In She the People, Suzie Parker writes that Giffords’ decision is the right one:

Rep. Gabrielle “Gabby’ Giffords, an Arizona Democrat, is doing the right thing, of course, in opting to place politics on the back burner and focus on her health.

Politics is not the most important thing in life, after all, though it can seem so to those in the game. Giffords needs to regain her health and spend time with her husband instead of focusing on an exhausting reelection campaign. In short, Giffords needs to spend time navigating her new reality.

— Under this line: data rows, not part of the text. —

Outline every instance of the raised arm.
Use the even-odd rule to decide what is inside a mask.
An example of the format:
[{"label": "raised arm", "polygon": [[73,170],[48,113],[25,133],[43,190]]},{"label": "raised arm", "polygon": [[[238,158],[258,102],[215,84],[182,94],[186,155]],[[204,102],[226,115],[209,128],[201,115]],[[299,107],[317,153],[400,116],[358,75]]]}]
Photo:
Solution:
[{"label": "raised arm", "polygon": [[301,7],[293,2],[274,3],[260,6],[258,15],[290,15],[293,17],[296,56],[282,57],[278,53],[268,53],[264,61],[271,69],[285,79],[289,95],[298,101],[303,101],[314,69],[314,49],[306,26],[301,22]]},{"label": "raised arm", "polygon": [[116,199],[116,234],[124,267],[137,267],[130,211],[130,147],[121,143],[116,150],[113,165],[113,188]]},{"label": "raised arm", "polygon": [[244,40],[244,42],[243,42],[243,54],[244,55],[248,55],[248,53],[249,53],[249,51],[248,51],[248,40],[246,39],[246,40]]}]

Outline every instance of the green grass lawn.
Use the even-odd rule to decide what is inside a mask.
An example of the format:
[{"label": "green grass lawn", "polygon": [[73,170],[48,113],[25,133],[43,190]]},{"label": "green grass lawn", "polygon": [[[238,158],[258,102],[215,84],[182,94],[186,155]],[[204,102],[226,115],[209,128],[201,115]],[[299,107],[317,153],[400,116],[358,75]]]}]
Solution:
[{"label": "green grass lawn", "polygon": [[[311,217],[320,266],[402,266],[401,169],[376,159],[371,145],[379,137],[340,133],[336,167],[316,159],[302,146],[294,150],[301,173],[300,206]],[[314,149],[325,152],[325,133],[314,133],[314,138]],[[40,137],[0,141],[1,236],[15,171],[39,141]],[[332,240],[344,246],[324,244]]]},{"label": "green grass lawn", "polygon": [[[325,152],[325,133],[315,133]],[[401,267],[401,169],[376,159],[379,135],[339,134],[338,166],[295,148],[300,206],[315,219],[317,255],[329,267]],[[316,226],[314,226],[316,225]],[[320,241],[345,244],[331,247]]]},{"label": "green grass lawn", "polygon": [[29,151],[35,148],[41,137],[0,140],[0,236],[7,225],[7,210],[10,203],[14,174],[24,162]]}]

To many of us, Giffords became a hero, a symbol of endurance and bravery, after she was shot in the head by Jared Lee Loughner on Jan. 8, 2011, at a Congress on Your Corner meet-and-greet in front of a Tucson supermarket.

Thirteen people were wounded in the horrific incident. Six people were killed, including Arizona District Court Chief Judge John Roll, one of Giffords’s staffers and 9-year-old Christina-Taylor Green who, at even such a young age, possessed a keen interest in politics.

On the Christina-Taylor Green Memorial Foundation Web site, it says, “Having just been elected to the student council at Mesa Verde Elementary School, she was eager to ask her Congresswoman questions concerning the oil spill in the Gulf of Mexico and what it was like being a politician.”